Il y a 20 ans, le 15 octobre 1987, était assassiné, à l'âge de 38 ans, Thomas Sankara. L'histoire retiendra que l'ancien président du Burkina Faso a mis en œuvre au pouvoir une vision d'une Afrique digne et indépendante comptant sur ses propres forces pour réaliser son développement économique, social et culturel.

Le caractère original de sa manière, très proche du peuple et différente de ce qui a cours sur le continent, d'exercer le pouvoir avait marqué les esprits au point qu'il est aujourd'hui devenu un mythe auprès des jeunesses africaines.

A l'image du Che Ernesto Guevara auquel il se référait souvent.Même ceux qui n'avaient pas encore vingt ans quand son élan fut brisé lors d'un coup d'Etat qui a porté au pouvoir son ‘'frère'' Blaise Compaoré sont acquis aux idéaux panafricanistes qu'il a incarnés tout au long de sa courte vie.‘'Tom Sank'' comme certains l'appelaient voulait être un président différent, dans ses actes et ses discours. Il voulait incarner un certain enthousiasme pour rompre avec le néocolonialisme dans lequel s'étaient installés nombre de pays africains, notamment francophones, dans leur rapport avec la France.

Thomas Sankara est né à Yako (centre-nord du Burkina Faso) le 21 décembre 1949, dans une famille de la bourgeoisie moyenne et très chrétienne qui souhaitait d'ailleurs qu'il devienne un prêtre. Il deviendra militaire.Sa carrière commence à 19 ans, avant qu'il ne soit envoyé poursuivre sa formation à Madagascar. Dans ce pays, il assiste aux soulèvements populaires qui renversent le régime néocolonialiste en 1971-72. De là, naissent ses idées d'une ‘'révolution démocratique et populaire''.
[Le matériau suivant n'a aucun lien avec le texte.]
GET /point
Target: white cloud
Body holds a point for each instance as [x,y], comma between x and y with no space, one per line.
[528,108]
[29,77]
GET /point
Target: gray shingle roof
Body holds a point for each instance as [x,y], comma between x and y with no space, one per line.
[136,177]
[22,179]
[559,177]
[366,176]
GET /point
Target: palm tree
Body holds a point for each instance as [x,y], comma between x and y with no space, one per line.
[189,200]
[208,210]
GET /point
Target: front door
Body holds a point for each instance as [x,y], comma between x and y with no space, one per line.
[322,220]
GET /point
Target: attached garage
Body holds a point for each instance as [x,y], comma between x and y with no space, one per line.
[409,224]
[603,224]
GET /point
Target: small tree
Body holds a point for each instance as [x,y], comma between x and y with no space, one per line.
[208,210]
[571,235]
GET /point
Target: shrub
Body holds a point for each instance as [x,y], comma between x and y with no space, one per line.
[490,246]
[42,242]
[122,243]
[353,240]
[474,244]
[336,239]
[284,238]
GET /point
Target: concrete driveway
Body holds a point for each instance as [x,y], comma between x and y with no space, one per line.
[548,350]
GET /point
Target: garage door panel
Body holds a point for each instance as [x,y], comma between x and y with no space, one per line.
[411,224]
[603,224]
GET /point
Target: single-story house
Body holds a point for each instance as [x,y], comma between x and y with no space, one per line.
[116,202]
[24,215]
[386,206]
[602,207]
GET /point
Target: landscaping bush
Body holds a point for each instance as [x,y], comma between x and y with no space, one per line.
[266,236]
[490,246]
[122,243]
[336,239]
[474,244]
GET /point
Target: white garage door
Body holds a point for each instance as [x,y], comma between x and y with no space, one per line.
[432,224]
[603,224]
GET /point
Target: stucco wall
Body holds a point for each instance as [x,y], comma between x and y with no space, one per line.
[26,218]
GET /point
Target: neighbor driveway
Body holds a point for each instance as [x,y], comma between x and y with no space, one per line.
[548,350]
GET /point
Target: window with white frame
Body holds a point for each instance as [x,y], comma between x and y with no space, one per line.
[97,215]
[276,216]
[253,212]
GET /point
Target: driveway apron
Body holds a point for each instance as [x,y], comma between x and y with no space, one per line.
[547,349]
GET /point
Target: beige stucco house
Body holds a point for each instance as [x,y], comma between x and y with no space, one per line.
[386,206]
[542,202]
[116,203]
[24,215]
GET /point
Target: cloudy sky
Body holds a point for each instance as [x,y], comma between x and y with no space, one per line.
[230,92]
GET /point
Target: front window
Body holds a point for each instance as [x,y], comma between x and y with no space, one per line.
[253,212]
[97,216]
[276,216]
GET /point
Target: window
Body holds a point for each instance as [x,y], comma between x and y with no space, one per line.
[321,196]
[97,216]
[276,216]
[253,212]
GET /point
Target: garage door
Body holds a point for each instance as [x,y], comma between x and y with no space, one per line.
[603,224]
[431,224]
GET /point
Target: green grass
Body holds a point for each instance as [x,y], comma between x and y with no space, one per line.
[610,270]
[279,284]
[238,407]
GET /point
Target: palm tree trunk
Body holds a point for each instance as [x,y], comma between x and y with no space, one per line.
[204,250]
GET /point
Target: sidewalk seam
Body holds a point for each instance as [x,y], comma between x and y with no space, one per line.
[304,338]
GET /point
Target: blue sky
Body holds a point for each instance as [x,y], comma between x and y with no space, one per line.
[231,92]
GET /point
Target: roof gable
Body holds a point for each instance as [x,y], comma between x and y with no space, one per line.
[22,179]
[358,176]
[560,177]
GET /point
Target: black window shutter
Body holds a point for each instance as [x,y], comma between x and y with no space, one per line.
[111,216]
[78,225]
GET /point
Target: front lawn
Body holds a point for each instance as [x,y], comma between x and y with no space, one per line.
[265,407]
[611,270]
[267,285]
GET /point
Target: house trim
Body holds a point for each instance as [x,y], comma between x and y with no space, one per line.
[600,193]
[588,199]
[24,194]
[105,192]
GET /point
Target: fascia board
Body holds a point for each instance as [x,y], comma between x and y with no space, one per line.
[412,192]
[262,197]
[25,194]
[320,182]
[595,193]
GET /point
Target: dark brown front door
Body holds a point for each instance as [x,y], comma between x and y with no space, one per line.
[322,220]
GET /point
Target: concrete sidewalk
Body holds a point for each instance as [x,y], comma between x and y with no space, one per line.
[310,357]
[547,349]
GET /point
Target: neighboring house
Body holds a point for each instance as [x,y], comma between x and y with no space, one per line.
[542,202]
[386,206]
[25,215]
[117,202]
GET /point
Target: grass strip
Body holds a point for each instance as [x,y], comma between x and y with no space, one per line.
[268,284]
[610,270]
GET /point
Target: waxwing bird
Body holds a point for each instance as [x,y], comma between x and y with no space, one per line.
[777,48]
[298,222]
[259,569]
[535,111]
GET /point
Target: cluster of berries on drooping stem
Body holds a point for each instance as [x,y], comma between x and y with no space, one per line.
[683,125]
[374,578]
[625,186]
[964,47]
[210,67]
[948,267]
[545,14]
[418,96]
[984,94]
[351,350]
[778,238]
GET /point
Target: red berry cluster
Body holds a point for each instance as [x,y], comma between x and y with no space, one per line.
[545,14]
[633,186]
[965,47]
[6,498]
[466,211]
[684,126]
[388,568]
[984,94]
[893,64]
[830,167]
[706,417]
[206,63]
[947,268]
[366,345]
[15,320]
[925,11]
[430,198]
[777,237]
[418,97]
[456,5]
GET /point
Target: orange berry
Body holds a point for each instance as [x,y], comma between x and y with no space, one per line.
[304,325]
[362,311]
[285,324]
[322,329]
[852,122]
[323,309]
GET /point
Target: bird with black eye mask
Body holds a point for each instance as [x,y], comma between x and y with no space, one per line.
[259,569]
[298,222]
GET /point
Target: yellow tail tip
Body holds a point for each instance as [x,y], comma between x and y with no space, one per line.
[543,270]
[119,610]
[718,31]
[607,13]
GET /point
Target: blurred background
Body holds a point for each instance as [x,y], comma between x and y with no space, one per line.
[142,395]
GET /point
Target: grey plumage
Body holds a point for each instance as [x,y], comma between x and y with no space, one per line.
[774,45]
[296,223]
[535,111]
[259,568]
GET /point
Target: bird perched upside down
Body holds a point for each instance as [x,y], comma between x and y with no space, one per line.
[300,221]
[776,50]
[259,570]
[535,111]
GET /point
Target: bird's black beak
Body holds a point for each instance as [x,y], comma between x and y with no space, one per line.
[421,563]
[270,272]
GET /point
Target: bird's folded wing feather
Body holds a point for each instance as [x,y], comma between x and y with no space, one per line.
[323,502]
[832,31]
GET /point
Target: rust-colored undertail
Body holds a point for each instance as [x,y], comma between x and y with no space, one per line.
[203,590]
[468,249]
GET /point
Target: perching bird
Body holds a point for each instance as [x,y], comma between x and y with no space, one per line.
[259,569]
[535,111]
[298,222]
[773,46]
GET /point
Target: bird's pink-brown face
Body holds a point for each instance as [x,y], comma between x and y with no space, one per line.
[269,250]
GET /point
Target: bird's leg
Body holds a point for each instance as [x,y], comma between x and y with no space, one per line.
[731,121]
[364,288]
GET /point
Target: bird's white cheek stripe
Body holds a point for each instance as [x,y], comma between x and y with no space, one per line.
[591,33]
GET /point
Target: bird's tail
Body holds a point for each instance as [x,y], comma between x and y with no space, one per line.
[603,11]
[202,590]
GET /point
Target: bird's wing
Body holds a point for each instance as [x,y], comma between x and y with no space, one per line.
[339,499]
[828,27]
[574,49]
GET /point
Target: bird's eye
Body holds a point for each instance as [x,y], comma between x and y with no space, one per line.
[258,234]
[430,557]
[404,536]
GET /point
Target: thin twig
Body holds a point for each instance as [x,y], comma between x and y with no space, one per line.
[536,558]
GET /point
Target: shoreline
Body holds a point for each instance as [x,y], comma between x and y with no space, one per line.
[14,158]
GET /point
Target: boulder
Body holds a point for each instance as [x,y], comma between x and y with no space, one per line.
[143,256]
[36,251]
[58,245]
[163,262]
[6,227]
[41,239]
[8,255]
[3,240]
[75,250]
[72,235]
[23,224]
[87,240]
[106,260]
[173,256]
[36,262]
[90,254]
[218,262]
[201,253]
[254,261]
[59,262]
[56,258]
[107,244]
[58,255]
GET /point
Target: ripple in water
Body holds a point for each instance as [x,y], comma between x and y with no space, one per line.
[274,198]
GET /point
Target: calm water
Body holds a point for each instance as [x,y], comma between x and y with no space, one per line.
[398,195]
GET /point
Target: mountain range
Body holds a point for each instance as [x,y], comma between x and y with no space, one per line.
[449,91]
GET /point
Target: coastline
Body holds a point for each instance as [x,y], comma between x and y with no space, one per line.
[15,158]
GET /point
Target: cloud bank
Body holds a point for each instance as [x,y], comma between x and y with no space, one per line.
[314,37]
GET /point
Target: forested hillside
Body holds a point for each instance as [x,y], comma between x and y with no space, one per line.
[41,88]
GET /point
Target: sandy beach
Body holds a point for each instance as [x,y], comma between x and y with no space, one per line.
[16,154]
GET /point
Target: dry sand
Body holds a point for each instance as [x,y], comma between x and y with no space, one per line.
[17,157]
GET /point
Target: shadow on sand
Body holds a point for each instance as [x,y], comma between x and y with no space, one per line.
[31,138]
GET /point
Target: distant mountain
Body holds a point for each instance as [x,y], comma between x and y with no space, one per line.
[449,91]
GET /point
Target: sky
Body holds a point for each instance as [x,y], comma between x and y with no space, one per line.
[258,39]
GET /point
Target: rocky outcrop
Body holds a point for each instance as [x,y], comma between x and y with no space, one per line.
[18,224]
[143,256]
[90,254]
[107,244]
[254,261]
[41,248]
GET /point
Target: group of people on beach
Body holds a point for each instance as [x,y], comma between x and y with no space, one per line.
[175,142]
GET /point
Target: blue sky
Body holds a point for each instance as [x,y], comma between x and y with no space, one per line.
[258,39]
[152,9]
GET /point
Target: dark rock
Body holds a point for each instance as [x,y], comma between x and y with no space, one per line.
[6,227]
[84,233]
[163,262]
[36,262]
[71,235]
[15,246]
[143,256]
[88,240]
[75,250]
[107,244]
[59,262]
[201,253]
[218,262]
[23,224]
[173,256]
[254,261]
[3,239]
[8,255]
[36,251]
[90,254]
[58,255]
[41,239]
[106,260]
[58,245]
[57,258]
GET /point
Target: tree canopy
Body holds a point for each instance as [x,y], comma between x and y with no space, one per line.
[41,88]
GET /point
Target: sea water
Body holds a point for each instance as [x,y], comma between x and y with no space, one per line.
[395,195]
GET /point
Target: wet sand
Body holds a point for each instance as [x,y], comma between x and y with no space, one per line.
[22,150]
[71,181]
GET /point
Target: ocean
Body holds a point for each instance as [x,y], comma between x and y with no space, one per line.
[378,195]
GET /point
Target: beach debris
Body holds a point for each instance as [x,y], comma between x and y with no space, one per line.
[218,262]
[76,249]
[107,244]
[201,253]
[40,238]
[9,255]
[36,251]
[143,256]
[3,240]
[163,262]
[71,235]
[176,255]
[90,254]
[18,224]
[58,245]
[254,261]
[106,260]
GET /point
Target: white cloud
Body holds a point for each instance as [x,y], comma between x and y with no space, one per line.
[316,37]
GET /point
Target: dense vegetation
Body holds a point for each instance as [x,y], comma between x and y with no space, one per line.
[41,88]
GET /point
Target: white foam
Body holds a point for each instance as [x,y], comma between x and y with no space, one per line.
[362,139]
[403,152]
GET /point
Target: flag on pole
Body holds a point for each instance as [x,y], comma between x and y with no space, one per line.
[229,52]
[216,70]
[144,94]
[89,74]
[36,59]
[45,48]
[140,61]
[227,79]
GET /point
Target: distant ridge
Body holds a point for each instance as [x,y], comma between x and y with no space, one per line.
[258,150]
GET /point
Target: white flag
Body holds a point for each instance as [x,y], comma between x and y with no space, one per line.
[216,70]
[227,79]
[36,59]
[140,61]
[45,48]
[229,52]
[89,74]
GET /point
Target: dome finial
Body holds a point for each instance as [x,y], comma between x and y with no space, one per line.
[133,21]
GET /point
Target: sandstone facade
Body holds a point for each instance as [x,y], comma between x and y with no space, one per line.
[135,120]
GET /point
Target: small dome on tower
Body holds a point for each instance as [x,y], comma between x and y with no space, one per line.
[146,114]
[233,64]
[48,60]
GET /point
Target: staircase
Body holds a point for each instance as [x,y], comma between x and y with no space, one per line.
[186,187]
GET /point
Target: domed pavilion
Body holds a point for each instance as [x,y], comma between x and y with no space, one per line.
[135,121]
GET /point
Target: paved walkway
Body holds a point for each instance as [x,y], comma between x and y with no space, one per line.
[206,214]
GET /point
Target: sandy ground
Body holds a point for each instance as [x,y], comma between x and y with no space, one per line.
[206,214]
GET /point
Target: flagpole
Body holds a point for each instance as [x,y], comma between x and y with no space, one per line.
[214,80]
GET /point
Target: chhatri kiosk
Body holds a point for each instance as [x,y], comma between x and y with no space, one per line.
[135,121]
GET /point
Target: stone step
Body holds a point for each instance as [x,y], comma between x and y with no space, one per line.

Il retourne en Haute-Volta en 1972 et participe à la guerre contre le Mali de 1974. Sankara se rend ensuite en France, puis au Maroc où il rencontre en 1976 Blaise Compaoré. Les deux hommes deviendront rapidement très proches, se considérant comme des ‘'frères''. Ils forment avec Henri Zongo et Jean-Baptiste Boukary Lingani le Rassemblement d'officiers communistes (ROC) qui était un regroupement de jeunes officiers, durant la présidence de Henri Zerbo.Thomas Sankara est nommé secrétaire d'Etat à l'Information en septembre 1981 et il fait sensation en se rendant à vélo à sa première réunion de cabinet. Il démissionne avec fracas le 21 avril 1982 pour marquer sa protestation, en s'écriant ‘'malheur à ceux qui veulent bâillonner le peuple''.

Le 7 novembre 1982, un coup d'Etat porte Jean-Baptiste Ouedraogo au pouvoir. Thomas Sankara sera nommé Premier ministre en janvier 1983. Le mot peuple revient 59 fois dans son discours d'investiture. Après une visite du conseiller aux affaires africaines français, Jean-Christophe Mitterrand, le fils du président français, Thomas Sankara est placé en résidence surveillée.Son ami Blaise Compaoré organise un coup d'Etat le 4 Août 1983. Il le libère et le conduit au pouvoir. Il commence par prendre quelques mesures spectaculaires comme vendre les voitures de luxe des membres du gouvernement et se déplacer lui-même en Renault 5.Il reprend à son compte certaines thèses panafricanistes de Patrice Lumumba ou Nkwame Nkrumah, engage une lutte contre la corruption qui se traduit par des procès retransmis à la radio.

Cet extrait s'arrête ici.